Symphonie Fantasique

Essendo un grande estimatore di Karajan, raccomando entrambe le registrazioni Karajan/Berliner Philharmoniker. L’esibizione del 1964 vede il direttore austriaco e la sua orchestra molto impegnati e in alcuni passaggi fanno battere il cuore. Questa incisione degli anni settanta non produce lo stesso effetto. Questo vale soprattutto per i primi due movimenti. Contrariamente nella Marcia al supplizio gli ottoni e i timpani sono più incisivi ed energici. Un altro punto a favore di questa versione più recente è il suono indimenticabile delle campane nell’ultimo movimento. Nella versione del 1964, Karajan ebbe molto più successo nel trasmettere l’ossessione dell’ispirazione di Berlioz: la musica è più paurosa, più affascinante, più pazza, più demoniaca… scegliete gli aggettivi che volete. Comunque entrambe sono degne di essere ascoltate. L’audio della registrazione degli anni sessanta rimasterizzato a 24 bit è nettamente migliore e questa incisione insieme ad altri 79 CD è contenuta in un pregevolissimo box denominato “Karajan 70”, pubblicato dalla DGR per il venticinquesimo anniversario della morte di quell’istrione che fu Herbert von Karajan. Registrazioni eseguite dal 1972 al 1975 e rimasterizzazione effettuata nel 1999.

Symphonie fantastique – Danze da “La Damnation de Faust”

Nel 1830, nello stesso anno in cui Berlioz portava a compimento la sua Symphonie Fantastique, Felix Mendelssohn fece visita all’ottantenne Goethe e suonò al pianoforte davanti al lui la Quinta Sinfonia di Beethoven. “È grandioso! Una cosa grandissima, veramente temeraria, ci sarebbe da avere paura che la casa crolli. E se ora tutti gli uomini si mettessero a suonare tutti insieme!” Come avrebbe reagito allora Goethe, il rappresentante non soltanto di un’epoca ma della classicità in assoluto della musica di Berlioz? Lo stupore, lo sconvolgimento che già sentiva in sé di fronte alla prorompente energia beethoveniana si sarebbero intensificati a dismisura, “Grandezza – forse! – ma soprattutto “follia temeraria” sarebbe stato sicuramente il senso del suo giudizio. Non mi sembra errato tener presente questa contemporaneità di eventi; essa chiarisce degli aspetti sostanziali inerenti alla situazione storica del linguaggio musicale di quell’epoca. Si prospettavano allora l’uno accanto all’altra due principali compositivi che avrebbero lasciato la loro impronta sull’intera evoluzione storica successiva, e tutti e due erano derivati da Beethoven. Da una parte c’era quell’atteggiamento fedele ad una concezione autonoma della musica, orientata al canone formale che si scorgeva nell’opera beethoveniana – i suoi rappresentanti si ponevano sulla linea Mendelssohn – Schumann – Brahms.
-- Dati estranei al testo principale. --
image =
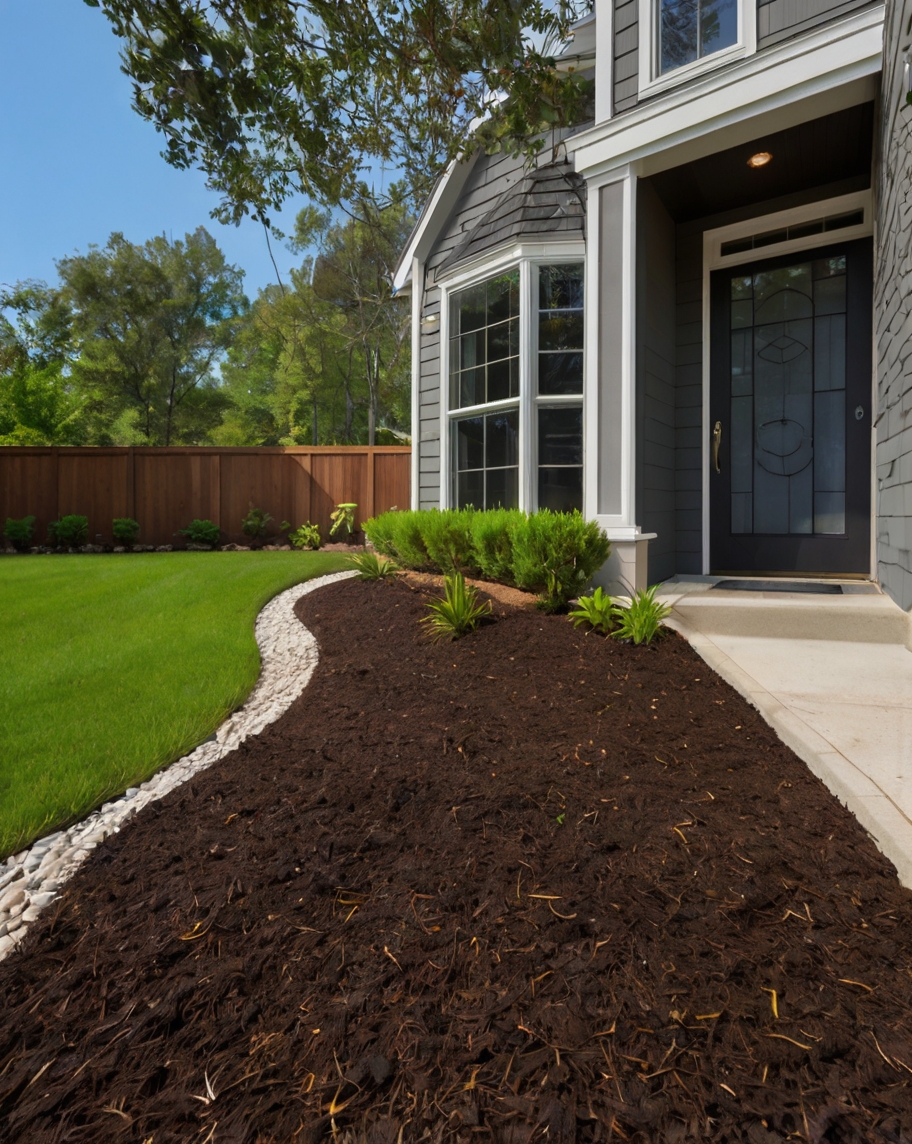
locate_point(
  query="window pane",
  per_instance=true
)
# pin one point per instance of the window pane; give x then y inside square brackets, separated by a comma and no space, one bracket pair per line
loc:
[719,25]
[472,387]
[560,330]
[470,489]
[470,443]
[560,436]
[502,431]
[472,350]
[560,373]
[502,296]
[561,287]
[560,490]
[502,489]
[504,340]
[679,33]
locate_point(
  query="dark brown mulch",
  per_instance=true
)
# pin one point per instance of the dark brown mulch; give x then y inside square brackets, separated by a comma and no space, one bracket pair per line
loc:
[532,886]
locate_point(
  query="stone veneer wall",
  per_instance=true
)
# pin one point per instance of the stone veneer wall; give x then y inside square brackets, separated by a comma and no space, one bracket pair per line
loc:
[893,315]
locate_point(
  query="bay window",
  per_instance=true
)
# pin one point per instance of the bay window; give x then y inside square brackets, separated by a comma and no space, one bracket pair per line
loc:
[515,389]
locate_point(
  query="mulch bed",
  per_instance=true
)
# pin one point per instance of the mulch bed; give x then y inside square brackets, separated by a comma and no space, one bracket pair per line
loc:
[531,886]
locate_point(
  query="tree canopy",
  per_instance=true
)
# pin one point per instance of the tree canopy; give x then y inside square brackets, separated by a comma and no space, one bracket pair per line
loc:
[275,97]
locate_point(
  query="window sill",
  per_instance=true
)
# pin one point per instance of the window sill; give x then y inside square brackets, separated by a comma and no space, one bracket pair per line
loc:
[687,72]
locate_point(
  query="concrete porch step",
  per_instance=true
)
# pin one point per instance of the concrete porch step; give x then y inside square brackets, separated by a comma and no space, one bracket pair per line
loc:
[854,619]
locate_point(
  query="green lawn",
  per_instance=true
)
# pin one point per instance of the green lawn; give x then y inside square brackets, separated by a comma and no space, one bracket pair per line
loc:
[111,666]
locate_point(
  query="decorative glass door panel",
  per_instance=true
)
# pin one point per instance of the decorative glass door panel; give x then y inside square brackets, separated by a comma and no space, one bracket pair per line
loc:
[790,396]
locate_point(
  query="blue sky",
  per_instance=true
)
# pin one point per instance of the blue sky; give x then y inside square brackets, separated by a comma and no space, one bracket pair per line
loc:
[77,163]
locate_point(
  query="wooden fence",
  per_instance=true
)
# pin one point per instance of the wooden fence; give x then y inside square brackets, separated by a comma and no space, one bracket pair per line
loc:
[165,489]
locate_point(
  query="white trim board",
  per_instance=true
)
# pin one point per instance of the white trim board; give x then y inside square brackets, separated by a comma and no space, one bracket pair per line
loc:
[714,260]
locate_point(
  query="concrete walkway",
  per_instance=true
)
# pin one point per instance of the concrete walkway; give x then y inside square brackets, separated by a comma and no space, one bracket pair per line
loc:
[832,674]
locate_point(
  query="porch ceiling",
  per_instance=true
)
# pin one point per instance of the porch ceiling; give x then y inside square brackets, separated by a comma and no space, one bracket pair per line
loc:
[818,152]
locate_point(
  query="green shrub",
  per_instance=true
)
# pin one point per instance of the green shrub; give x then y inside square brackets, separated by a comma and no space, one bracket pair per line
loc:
[458,613]
[125,530]
[255,523]
[399,535]
[371,566]
[201,532]
[641,620]
[446,537]
[69,532]
[307,535]
[492,542]
[343,519]
[597,611]
[20,532]
[556,554]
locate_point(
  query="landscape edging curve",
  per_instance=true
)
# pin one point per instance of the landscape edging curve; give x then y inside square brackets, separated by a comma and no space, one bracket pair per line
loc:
[32,879]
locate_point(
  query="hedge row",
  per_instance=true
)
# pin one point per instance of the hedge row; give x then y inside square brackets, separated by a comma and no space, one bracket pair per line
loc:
[554,554]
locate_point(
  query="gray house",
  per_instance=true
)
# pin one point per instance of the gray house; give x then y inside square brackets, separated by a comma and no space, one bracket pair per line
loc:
[671,322]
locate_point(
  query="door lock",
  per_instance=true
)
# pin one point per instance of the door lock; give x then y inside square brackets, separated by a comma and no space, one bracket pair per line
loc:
[716,443]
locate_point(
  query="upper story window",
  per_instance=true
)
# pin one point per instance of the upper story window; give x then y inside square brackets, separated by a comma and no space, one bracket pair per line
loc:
[516,407]
[680,39]
[692,29]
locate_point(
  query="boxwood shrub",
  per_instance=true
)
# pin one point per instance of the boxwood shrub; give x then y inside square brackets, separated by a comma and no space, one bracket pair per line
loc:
[554,554]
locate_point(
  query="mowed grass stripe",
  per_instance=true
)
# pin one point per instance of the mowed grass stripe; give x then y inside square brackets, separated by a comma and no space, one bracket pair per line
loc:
[112,666]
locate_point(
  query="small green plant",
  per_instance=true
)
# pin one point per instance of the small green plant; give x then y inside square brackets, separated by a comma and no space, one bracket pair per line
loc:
[458,612]
[343,519]
[125,530]
[201,532]
[255,524]
[20,532]
[371,566]
[597,611]
[69,532]
[641,620]
[307,535]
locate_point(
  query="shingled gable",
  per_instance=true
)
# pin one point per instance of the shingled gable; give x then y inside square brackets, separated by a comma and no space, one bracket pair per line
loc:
[549,201]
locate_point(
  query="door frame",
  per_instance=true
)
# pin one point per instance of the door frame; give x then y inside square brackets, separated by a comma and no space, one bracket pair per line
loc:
[714,260]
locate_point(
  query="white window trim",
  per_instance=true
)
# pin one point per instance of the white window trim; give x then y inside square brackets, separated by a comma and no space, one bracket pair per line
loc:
[651,81]
[524,256]
[714,260]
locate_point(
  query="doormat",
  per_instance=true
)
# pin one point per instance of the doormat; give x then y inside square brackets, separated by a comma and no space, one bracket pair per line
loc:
[817,589]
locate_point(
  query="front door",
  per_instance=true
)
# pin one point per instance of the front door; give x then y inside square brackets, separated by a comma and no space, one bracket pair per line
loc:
[790,413]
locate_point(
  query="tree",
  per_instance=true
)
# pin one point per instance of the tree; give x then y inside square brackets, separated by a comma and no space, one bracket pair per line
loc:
[274,97]
[39,405]
[151,324]
[327,358]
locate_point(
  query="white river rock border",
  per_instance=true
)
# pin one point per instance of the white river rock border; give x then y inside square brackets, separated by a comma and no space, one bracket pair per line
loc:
[32,879]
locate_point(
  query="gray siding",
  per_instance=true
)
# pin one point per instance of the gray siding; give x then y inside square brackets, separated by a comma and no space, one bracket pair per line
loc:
[656,430]
[626,62]
[893,317]
[779,20]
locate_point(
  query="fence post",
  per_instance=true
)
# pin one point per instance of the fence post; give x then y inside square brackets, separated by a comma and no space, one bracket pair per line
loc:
[131,490]
[371,483]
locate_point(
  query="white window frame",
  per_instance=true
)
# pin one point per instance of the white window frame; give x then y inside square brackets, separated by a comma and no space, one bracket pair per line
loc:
[652,81]
[526,256]
[714,260]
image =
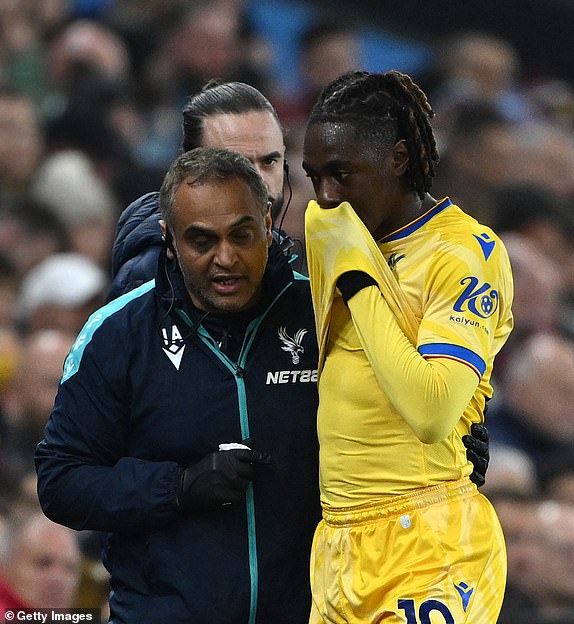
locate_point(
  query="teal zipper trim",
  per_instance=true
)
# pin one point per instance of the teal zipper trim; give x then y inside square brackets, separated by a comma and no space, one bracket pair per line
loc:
[237,371]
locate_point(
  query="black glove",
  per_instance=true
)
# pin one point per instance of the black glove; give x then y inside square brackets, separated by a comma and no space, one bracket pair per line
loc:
[477,452]
[351,282]
[218,479]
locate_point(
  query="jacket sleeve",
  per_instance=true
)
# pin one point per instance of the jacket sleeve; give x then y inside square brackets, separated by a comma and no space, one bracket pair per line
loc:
[86,478]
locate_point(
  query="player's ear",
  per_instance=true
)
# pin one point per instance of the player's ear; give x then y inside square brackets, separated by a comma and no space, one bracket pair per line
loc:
[167,239]
[400,157]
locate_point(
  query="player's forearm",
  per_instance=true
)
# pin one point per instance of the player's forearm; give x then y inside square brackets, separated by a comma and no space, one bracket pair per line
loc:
[430,395]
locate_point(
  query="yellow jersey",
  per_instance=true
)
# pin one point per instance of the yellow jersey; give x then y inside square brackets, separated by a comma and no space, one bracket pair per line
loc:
[394,367]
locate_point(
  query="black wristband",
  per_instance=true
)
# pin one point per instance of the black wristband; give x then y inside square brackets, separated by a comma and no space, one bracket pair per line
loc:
[351,282]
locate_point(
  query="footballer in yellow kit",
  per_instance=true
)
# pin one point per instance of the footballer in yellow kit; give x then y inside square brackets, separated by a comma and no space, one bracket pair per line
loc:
[406,537]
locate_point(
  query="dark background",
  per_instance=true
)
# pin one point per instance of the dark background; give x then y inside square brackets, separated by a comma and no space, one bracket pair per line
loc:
[542,31]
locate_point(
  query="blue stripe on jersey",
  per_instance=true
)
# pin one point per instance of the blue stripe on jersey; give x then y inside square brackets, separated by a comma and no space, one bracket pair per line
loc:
[454,351]
[72,363]
[417,223]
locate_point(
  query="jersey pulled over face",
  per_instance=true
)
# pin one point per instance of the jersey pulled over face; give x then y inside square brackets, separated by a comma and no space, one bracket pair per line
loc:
[258,136]
[342,167]
[221,238]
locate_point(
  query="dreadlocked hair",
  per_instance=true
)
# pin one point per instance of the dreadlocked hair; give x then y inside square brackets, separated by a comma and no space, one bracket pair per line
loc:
[400,109]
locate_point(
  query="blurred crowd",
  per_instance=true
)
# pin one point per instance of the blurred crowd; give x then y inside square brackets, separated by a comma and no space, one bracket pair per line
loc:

Dall’altra parte c’erano compositori come Berlioz, Lizst, Strauss, che ne consideravano l’elemento contenutistico – presente ad esempio nella Quinta, ma egualmente nell'”Eroica”, nella “Pastorale” o nella “Nona Sinfonia” beethoveniana – e lo elevavano a componente principale della loro musica: alla base della loro attività compositiva, quale programma immaginato o compiutamente formulato, c’era un'”idea poetica”, un messaggio extra- musicale o addirittura una vicenda concreta.
La Symphonie Fantastique di Berlioz si pone all’inizio di questo nuovo indirizzo, lasciandovi un’impronta che durò un’intera epoca. Il genere della musica a programma, quale si mostra qui in maniera esemplare, non fu però ispirato solo da modelli musicali, ma in particolar modo da opere letterarie. Accanto alla Beethoven c’era soprattutto l’esperienza shakespeariana. Nel 1827 furono rappresentati a Parigi da una troupe inglese in tournée dei drammi di Shakespeare, e furono accolti con entusiasmo frenetico.
La sinfonia di Berlioz come dramma strumentale: già la successione dei movimenti, che spezza la tradizionale cornice sinfonica, fa pensare ai cinque atti del dramma classico, ma ancor più vi rimanda il suo intimo sviluppo. “Episodio della vita d’un artista” è intitolato il suo programma. L’artista come eroe tragico, solitario e sofferente – una figura tipica della letteratura romantica, dunque, qui però con forti tratti autobiografici: l’amore di Berlioz per l’attrice irlandese Harriet Smithson fu un essenziale impulso alla composizione. Il protagonista vede l’amata in tante immagini visionarie. “Fantasticherie – Passioni” costituiscono la parte iniziale della Sinfonia, cui si aggiungono poi in un impetuoso crescendo drammaturgico gli altri episodi della vicenda. L’immagine dell’amata appare ogni volta sotto forma di un motivo musicale fondamentale come idée fixe secondo la definizione dello stesso Berlioz, che aveva preso in prestito il termine dalla patologia.

Herbert von Karajan

Sempre più strane e stravaganti divengono le apparizioni dell’amata, che al tempo stesso rispecchiano le immagini ossessive che se ne è fatto il protagonista – dalla graziosa danzatrice del secondo movimento alla grottesca figura spettrale dell’ultimo. Se i primi tre quadri della Sinfonia sono da intendere ancora come episodi “realistici”, dopo la “Scena campestre”, – una manifesta reminiscenza della “Pastorale” di Beethoven – inizia l’angosciosa allucinazione dell’artista, che sogna di aver ucciso l’amata, di assistere alla propria esecuzione capitale e di essere accolto – mentre risuona il Dies irae della Messa da requiem – nel regno dei demoni: quasi un’apoteosi di segno contrario.
Le inaudite raffinatezze strumentali di cui fa uso Berlioz sono completamente subordinate alle esigenze di una intensificazione espressiva. Si considerino ad esempio soltanto i colori cangianti che accompagnano la ridda infernale delle streghe e dei demoni. Berlioz ha modificato a più riprese il programma della Sinfonia, senza che si possa riconoscere in ciò una tendenza coerente. Qui si pone ora la vecchia domanda, fino a che punto delle delucidazioni possano risultare vincolanti ai fini della comprensione di una musica, e se il coinvolgimento della letteratura nella musica – una questione controversa già per i contemporanei – significhi un vantaggio, per le nuove dimensioni spirituali che si aprono (Lizst), o se debba essere invece considerato un impoverimento del momento prettamente musicale (Schumann).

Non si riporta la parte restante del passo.